The use of replacement parts can also be risky business. Parts that are said to be identical may still have slight differences. Here at Kroll Ontrack, we performed a test. We changed the plate of one faulty hard disk for another, and the disk would not boot. Then we replaced the plate for one that was ‘identical’, and still had no success. Rebooting the drive still failed to solve the problem. After changing the BIOS settings, it seemed that the controller still recognised the drive as having a faulty disk. A subsequent reboot of the server resulted in the data that was stored on the system was no longer readable. For any business this could be a major problem. We strongly advise having a reliable backup system in place, even when using supposedly fail-safe RAID servers.
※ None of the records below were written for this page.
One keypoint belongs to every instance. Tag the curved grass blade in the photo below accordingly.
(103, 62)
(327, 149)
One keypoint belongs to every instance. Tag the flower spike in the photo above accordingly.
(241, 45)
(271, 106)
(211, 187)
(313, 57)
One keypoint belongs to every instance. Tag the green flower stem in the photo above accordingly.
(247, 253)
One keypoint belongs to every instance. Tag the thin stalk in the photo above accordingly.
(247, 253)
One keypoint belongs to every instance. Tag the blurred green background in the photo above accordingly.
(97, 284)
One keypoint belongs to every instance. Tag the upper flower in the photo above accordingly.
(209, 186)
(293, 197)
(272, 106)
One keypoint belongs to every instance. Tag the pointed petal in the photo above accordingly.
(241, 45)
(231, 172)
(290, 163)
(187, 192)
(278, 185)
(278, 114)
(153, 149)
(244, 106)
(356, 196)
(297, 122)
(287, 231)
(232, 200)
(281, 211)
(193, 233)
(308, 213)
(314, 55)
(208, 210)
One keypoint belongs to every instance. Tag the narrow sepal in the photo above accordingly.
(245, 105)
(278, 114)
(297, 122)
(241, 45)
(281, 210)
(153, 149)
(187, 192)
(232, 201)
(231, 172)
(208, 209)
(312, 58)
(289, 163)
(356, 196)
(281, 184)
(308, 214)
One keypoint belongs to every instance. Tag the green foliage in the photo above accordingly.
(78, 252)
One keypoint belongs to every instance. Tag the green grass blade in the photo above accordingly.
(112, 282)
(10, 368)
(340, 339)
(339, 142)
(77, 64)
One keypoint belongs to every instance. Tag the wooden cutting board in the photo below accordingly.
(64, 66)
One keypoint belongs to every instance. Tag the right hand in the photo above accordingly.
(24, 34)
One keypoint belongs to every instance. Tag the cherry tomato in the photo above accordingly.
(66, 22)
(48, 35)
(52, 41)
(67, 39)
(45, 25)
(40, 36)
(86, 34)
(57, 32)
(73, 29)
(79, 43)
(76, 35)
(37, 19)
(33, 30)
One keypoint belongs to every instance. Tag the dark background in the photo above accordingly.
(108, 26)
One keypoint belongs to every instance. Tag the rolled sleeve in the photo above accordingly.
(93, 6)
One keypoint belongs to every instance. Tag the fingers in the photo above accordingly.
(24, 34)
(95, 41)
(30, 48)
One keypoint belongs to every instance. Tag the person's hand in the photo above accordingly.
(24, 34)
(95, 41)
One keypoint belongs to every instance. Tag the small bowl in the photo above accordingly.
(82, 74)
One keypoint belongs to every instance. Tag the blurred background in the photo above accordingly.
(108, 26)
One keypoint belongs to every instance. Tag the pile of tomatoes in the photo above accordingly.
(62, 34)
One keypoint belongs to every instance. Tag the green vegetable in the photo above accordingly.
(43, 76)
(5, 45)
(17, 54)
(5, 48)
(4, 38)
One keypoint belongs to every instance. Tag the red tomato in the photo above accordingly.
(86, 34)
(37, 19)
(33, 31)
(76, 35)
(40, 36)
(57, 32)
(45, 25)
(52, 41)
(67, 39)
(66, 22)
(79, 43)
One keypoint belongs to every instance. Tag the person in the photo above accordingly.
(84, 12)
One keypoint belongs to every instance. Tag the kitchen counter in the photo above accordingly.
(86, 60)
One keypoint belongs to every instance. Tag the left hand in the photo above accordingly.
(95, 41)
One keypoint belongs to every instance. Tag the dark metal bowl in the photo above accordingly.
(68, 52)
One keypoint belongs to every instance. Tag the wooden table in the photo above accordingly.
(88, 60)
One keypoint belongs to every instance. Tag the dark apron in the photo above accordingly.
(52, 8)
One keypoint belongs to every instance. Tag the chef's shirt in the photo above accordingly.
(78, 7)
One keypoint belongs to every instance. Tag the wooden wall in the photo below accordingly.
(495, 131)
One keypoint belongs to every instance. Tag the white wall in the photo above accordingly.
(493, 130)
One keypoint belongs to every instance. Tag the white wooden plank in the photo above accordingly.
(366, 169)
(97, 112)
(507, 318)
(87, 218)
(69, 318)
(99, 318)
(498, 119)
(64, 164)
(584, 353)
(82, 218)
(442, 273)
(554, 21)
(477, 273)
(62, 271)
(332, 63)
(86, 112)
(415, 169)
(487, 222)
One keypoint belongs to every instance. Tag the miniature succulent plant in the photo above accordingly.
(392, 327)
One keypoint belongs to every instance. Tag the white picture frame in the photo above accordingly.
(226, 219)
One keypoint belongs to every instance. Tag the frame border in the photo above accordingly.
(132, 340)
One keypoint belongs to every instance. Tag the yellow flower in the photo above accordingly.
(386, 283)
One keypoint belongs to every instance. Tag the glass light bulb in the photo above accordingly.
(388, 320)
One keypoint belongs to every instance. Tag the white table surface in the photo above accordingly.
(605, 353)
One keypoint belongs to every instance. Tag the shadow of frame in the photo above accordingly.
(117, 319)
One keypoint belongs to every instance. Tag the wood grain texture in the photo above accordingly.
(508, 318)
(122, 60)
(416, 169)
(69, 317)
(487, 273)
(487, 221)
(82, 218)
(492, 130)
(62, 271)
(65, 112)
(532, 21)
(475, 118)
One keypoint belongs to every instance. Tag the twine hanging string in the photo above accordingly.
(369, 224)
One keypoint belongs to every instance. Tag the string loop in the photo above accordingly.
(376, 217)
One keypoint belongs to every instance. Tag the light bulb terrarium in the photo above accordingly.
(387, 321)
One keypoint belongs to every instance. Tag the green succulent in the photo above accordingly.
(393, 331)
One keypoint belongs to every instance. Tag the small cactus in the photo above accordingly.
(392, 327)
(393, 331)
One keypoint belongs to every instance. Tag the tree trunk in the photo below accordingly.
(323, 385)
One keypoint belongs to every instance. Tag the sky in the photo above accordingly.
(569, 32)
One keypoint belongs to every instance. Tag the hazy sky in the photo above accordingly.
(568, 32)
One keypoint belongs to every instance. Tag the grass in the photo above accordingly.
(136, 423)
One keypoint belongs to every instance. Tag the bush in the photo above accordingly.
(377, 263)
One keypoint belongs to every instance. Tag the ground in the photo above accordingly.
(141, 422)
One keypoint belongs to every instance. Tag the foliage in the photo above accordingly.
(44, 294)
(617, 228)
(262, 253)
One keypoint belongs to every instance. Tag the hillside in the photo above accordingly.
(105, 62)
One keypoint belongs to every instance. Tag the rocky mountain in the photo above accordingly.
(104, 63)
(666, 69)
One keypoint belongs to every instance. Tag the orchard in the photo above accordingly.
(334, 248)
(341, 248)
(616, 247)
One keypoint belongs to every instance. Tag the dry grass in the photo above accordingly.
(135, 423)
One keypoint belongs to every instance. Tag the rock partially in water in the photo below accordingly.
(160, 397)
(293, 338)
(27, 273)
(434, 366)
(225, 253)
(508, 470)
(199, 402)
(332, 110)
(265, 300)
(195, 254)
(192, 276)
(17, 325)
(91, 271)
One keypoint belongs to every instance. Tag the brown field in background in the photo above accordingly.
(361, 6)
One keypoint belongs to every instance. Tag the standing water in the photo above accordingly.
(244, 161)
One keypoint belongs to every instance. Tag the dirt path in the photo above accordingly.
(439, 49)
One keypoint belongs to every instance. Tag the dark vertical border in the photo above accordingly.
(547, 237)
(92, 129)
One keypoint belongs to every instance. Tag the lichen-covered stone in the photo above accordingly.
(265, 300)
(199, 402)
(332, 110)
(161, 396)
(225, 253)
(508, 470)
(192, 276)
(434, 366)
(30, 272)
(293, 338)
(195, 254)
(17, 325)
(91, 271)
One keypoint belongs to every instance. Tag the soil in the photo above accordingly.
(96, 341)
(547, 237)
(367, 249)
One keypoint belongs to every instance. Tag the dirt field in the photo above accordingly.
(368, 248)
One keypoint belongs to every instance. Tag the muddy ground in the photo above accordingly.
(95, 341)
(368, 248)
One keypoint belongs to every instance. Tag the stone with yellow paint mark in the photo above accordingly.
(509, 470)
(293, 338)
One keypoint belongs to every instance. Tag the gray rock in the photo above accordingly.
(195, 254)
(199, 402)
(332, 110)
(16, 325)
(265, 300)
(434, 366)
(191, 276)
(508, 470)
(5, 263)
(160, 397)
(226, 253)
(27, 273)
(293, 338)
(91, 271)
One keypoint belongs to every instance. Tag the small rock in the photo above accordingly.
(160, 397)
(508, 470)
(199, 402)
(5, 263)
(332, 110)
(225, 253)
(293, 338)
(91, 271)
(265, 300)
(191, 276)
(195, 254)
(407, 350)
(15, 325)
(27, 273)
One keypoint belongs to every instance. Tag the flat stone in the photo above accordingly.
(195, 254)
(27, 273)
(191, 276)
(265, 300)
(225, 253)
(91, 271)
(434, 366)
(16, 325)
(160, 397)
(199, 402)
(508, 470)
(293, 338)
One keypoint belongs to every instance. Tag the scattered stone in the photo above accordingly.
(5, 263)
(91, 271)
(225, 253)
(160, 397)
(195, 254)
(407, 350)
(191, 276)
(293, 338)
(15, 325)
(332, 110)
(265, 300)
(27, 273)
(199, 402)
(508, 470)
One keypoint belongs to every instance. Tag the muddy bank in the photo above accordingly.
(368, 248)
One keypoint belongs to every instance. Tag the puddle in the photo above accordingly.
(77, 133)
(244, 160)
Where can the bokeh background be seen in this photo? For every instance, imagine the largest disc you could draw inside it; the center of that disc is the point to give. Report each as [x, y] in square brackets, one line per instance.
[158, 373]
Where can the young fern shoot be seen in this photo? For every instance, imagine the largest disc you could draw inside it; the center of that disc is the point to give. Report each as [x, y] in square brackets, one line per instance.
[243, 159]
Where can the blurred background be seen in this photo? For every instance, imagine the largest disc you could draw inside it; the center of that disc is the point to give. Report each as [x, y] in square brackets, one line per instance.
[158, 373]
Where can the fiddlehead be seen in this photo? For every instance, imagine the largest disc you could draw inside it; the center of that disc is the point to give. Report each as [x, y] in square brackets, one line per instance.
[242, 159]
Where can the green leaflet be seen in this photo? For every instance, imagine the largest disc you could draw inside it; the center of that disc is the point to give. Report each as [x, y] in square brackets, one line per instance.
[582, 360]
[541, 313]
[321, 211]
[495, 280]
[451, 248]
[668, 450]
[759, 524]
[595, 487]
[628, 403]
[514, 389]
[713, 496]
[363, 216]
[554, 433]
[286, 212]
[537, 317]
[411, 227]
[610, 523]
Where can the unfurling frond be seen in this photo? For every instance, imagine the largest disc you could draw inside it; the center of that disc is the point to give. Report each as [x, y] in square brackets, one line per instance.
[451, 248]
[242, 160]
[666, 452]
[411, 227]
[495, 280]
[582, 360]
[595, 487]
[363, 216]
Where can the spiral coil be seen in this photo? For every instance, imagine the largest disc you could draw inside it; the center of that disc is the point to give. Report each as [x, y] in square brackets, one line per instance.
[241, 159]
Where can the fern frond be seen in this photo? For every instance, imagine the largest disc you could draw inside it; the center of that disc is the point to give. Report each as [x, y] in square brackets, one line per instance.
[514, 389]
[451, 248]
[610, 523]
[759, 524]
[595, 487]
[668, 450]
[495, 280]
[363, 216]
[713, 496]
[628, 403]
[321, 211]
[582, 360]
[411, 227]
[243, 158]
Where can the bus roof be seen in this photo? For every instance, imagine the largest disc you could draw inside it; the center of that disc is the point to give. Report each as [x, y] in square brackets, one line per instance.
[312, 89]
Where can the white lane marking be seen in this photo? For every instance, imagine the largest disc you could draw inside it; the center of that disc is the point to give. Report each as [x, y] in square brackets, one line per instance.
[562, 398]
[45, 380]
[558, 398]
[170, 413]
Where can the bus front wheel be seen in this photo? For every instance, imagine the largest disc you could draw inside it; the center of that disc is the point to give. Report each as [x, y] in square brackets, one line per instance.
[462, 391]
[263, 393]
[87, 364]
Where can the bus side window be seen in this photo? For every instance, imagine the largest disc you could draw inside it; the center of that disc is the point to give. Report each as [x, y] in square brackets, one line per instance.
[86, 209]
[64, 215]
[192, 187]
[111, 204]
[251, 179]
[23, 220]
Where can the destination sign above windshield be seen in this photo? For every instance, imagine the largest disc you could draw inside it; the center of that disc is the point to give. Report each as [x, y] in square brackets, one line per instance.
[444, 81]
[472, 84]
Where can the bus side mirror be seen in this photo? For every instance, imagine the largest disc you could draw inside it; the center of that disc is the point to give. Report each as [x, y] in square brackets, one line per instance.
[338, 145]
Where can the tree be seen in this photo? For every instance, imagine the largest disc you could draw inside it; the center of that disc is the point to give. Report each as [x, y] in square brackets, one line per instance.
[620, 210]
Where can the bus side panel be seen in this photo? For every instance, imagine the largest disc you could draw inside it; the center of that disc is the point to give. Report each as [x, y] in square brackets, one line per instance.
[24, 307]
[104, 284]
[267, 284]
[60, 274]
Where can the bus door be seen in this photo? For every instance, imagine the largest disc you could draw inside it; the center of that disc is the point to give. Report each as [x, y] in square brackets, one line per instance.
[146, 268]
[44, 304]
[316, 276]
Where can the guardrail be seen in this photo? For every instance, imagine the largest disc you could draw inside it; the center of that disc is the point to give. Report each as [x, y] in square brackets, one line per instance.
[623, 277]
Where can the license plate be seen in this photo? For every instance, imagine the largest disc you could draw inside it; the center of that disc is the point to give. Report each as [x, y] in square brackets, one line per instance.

Rescue attempts by those with insufficient knowledge in the field are most likely to cause more problems than they solve. If the operation is not performed correctly, it could lead to disk failure and even loss of data. The average IT department would then be well over its head, and any unsuccessful attempt by inexperienced technicians to recover the data could make much harder (or impossible!) work for the external professionals that are hence turned to. In any case, self-recovery attempts should be avoided at all costs. With this sort of problem, you should always turn to experts: professionals with invaluable experience and specialised tools are more likely to be successful in data recovery and can sometimes even recover the data over an internet connection.